"Map of Jerusalem" the sign on the sidewalk says. I pass by it while I am on the bus on my way home from the university. Suddenly a memory from 3 years ago rises from the ashes of my jumbled brain—the brain that now thinks in 2.5 languages (English, Hebrew, and a squeak of Arabic) and prohibits me from speaking any of them well. It was a Saturday night when my friends and I tried to make our way from the German Colony neighborhood to the center of the city. It was late, it was dark, but we had a native Jerusalemite with us, and we figured that improved our chances of success. We did succeed in arriving (finally), but during our adventure roaming different neighborhoods of the city, I remember coming upon a map such as the one described above and thinking that Jerusalem is a maze of streets, a labyrinth that I will probably never understand. And now, strangely enough, I do. To be honest, the streets—many of which are not labeled well—are probably the easiest part of the city to understand.

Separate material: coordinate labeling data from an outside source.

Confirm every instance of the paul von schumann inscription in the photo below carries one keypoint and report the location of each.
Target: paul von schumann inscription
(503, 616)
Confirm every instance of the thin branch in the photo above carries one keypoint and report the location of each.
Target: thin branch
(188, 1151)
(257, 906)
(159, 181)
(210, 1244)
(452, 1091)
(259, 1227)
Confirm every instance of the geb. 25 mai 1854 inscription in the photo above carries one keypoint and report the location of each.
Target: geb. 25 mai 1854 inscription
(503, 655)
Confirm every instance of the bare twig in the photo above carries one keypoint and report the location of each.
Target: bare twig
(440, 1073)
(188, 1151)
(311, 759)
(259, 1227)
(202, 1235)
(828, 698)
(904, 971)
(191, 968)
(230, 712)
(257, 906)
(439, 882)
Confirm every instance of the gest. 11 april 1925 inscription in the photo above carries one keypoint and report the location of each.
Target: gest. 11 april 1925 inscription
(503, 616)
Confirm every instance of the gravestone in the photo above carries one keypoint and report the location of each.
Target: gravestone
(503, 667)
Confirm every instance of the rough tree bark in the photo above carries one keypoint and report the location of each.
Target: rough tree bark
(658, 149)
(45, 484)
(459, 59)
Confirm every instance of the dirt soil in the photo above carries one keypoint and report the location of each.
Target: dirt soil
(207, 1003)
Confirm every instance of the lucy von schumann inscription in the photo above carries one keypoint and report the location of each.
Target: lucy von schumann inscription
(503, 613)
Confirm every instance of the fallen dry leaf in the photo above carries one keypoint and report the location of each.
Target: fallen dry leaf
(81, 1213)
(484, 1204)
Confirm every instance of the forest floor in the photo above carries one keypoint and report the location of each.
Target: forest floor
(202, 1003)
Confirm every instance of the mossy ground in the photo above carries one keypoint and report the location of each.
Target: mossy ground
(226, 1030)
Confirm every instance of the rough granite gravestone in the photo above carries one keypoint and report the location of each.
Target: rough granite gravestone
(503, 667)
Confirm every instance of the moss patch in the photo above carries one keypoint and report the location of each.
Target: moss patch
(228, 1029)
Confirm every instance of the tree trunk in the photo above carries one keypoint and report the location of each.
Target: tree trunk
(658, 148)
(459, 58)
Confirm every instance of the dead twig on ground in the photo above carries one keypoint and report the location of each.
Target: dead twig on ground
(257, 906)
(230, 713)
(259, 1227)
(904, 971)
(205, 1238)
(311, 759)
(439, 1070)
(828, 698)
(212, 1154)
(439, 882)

The sign I saw today hints at the complexity and yet also at the humor hidden in the stones of this holy city. "Map of Jerusalem" the sign on the sidewalk says. "But where is the map?" I ask. The side I see is blank. "Maybe it's on the opposite side." I turn in my seat in order to check the other side, and the sign answers my question with a smile and a shot glass. Instead of a map, there is an advertisement for Johnnie Walker Black Label Scotch Whiskey. "Well," I think to myself, "At least it's not Manischewitz."
So, where are we going . . . really? We have certainly not arrived to the place we want to be—the place perhaps, but definitely not the situation. Not everyone would agree, but I think one needs to know who and where he is before he can determine where he is headed. Is it possible that this is exactly the situation in which we find ourselves now, or for the last (insert your number here) ____ years? I think quickly about all the maps and plans that have been drawn, revised, burned, re-drawn, announced, voted upon, denied, agreed upon, shaken hands about, protested over, laughed about, and cried over concerning this piece of land and the fate of its peoples, and I wonder if it would have just been better to sit down with our neighbors and have a shot of Johnnie Walker. I know someone who thinks so—someone who was in war, who has seen wars, and who has had enough of wars at his tender age of 61. I've had enough at the wise age of 24. Maybe that is what it will take, enough 24-year-olds—not 60-year-olds—saying, "We've had enough." We have a problem saying it over whiskey, but perhaps with war, we know our limits.